Eine meiner Kindheitserinnerung beinhaltet den Genuss vom Sonntagskuchen!

Im Sommer Erdbeerkuchen auf der Terasse, mit Schlagsahne oder einfach einen gekauften Biskuitboden mit Pfirsichen belgegt- aber bitte mit Sahne….:))

 

Was ich aber niemals mochte war der Tortenguss, egal ob rot oder weiß, ich hab ihn immer abgepult. Und auch hier in meiner kleinen Familie gibt es manchmal einen Sonntagskuchen. Gestern habe ich euch mein Waffelrezept eingestellt, heute gibt es ein Kuchenrezept, man könnte fast den Eindruck bekommen wir würden nur essen oder ans Essen denken. Tja, was soll ich sagen, wir sind Genussmenschen. Wir essen gerne, wir kochen gerne, wir backen gerne. ALLE! Auch unser Pubertier findet langsam Gefallen daran, einerseits freut es mich sehr, andererseits geht es dann oft hoch her in der Küche- warum?! Nun ja, wer mit einem Pubertier zusammen lebt, der versteht was ich meine, es gibt sicher die Pubis, die immer geduldig sind, einfach trotz Pubertät ausgeglichen. Mein allerliebstes Pubertier möchte alles mal eben machen und können. Und ist nicht so geduldig mit sich selbst und uns, wenn es nicht gleich funktioniert. Nun gut, auch Elternpubertiere haben nicht immer die Geduld, die erforderlich ist, es mit Humor zu nehmen.

Da fällt mir ein, wollt ihr euch etwas Gutes tun, lest oder hört „DAS PUBERTIER“ von Jan Weiler. Es ist wahnsinnig komisch. Das Hörbuch liest der Autor selbst und er liest es gut. Eine angenehme Stimme (das finde ich sehr wichtig bei einem Hörbuch). Wir haben Tränen gelacht, alle drei. Und als Kommentar sagte mein Pubertier:  “ Da siehst du mal Mama, was wir Pubertiere manchmal aushalten müssen…“ Hihi, alles klar! 

 

Zurück zum Kochen und Backen: Unser Sohn hat vor Jahren ein Notizbuch von seiner Patentante bekommen. Das dient nun als Koch- und Backbuch. Er hat bestimmte Lieblingsrezepte: Omas Buletten, Opas Gyros, Papas Soße Bologne, meine mit Spinat und Fleischwurst gefüllten Canneloni und nun sind noch Bierklopse dazu gekommen.

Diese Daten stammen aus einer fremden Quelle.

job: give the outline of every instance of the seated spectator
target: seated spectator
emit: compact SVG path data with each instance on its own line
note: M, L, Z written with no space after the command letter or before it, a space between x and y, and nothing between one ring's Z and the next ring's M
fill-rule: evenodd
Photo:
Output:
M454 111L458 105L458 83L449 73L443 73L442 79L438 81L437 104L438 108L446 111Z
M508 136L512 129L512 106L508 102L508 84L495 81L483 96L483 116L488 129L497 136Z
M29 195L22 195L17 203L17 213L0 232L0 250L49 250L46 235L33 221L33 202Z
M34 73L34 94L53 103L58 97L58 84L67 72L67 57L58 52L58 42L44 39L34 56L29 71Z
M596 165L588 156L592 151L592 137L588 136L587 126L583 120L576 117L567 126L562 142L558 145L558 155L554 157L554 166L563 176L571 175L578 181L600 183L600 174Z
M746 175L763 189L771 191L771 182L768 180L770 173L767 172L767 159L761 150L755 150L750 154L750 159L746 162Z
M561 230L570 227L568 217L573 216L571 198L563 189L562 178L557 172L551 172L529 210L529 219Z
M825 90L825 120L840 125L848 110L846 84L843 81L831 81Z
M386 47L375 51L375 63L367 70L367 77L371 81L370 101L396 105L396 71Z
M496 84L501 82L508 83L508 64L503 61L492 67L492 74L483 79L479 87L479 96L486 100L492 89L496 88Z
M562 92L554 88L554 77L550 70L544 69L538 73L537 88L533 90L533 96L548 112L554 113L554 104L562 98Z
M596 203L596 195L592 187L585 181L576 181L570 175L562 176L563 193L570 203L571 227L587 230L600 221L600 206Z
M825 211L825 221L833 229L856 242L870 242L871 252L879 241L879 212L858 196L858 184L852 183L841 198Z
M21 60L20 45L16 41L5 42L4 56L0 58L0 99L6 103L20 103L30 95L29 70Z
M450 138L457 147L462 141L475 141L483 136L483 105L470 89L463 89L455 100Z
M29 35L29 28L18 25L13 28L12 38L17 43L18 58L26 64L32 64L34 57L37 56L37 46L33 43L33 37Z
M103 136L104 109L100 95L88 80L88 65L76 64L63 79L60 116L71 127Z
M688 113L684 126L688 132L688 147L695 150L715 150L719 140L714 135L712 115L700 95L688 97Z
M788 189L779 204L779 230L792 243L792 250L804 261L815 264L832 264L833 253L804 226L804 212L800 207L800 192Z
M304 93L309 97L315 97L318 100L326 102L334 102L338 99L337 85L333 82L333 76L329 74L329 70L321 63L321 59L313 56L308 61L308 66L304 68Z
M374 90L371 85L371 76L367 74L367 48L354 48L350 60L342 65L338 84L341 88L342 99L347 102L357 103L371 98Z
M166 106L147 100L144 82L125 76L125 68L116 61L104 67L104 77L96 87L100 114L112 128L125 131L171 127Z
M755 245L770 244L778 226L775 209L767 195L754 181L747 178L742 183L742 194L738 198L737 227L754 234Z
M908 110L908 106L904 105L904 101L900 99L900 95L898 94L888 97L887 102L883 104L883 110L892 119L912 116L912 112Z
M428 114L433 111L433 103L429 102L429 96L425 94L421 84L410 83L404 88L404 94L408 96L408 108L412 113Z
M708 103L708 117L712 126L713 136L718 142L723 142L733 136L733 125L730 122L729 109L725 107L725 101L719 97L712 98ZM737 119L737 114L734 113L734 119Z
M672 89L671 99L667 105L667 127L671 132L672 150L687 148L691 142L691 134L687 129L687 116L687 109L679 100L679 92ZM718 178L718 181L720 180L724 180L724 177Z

Im vergangenen Sommer (er war gerade 12) hatte ich einen Arzttermin und überlegte auf der Rückfahrt was ich Schnelles koche. (Es waren Sommerferien) Komme ins Haus und denke, hmmmmm, was duftet so lecker??? Ihr glaubt es nicht, mein Sohn hatte gekocht! Gefüllte Canneloni. Mit selbstgemachter Bechamelsoße. Er war so aufgeregt ob es wohl schmeckt und ist gleich ein paar Zentimeter gewachsen, denn es schmeckte super!!! Inzwischen sucht er sich auf einer bestimmten Seite im Netz Rezepte, die er dann mit einem von uns ausprobiert.

 

Heute habe ich allerdings alleine gebacken. Unseren Lieblingskuchen, Käsekuchen. Jammi! Das, was ich am Käsekuchen nie so mag ist der Boden. So hab ich vor Jahren glücklicherweise im WWW ein Rezept gefunden für einen Käsekuchen OHNE Boden. Wir lieben ihn….am besten schmeckt er uns lauwarm.

 

Hier ist er und das Rezept gibt es für euch gleich dazu….wenn ihr ihn backt, lasst es euch schmecken. Ich verabschiede mich erstmal, es windet nicht mehr sooo stark und ich behaupte unser Timmy muss mal raus- obwohl ich weiß er geht nur mit mir raus, damit ich nicht so alleine bin….schönen Restsonntag für euch <3

Bianca

 

 

Käsekuchen ohne Boden

Käsekuchen

Käsekuchen

1kg Magerquark, 200g Zucker, 125g Butter oder Magarine (in der Mikrowelle verflüssigt), 4 Eier, 1 Päckchen Vanillezucker, 1 Päckchen Puddingpulver für Vanillepudding, 2 El Weichweizengrieß für Süßspeisen, Saft von einer Zitrone. Alles miteinander verrühren, in eine gefettete Form geben (hier meine Lieblingskäsekuchenform von Greengate), bei 175 Grad Umluft ca. 50 Minuten backen. Am besten lauwarm genießen.